Document Imaging Calculator

Do you need a ballpark figure for a document imaging project?

Many people call or email SoftFile asking about our price per image.

The reason why a blanket price per image is an inadequate quote is because of the following reasons;

  • The time it takes for document preparation (to get documents scanner ready) varies wildly. Sometimes there is no preparation involved, the documents are scanner ready. At other times 1,000 pages can be prepped in an employee hour. Yet at other times the ratio is closer to 500 pages per employee hour.

  • What does the image resolution need to be? At 300dpi the actual document scanner is a little slower than at say 200dpi.

  • What is the final electronic format; TIFF, PDF, JPG, or PNG?

  • What are the data entry requirements (e.g. how are you going to find the scanned files) AND how many pages are each record? Obviously the requirement to capture a first and last name every three pages is a lot more labor than say every 200 pages.

  • What is the total volume? Are we talking about 20 boxes or 2,000 boxes?

  • Is there a rush? Sometimes customers are in a rush (e.g. a legal case going to trial) and at other times, they are simply scanning the records because of extremely long records retention schedules (7+ years). If the latter is the case, perhaps the customer does not really care if the project takes a week or even six months? Perhaps we would be inclined to charge less knowing that there is no rush.

Collectively, all of the above considerations affect the overall price (including the cost per image) like a stereo equalizer.

All of this said, it might be more revealing to think about a ballpark quotation in terms of the cost per box where at $100 per box the project would be an easy job and $300 might be really complicated.

Tuesday, March 8, 2011

Kodak ScanStation 500

At SoftFile, we are often asked to recommend a good departmental scanner. For simple, departmental-type documents, for everyday users, SoftFile recommends the Kodak ScanStation 500.

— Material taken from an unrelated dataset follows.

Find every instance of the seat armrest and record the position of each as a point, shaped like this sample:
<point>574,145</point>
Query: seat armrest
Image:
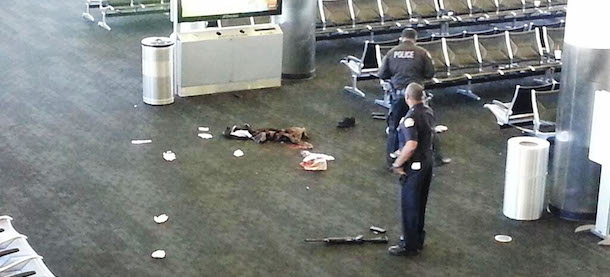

The unit has a built-in networked PC. For all intents and purposes, the ScanStation is like a scanning kiosk.

For the novice end user, the unit acts very much like a fax machine. Simply walk up
to the unit, stack up to twenty-five sheets of paper and push couple of buttons and you're done.

There are no confusing scanner dialogs, just a few logical choices (e.g. black and white or color).

As the unit is connected to the organization's network, the images are scanned and sent to a pre-specified location on the LAN (a personal folder or a shared drive), as a fax, as an email, over FTP to a specified location (e.g. SoftFile), or to a USB flash drive. As an attachment, you can even include a voice notation if you like.

The Kodak ScanStation 500 retails for about $2,495 and is worth every penny.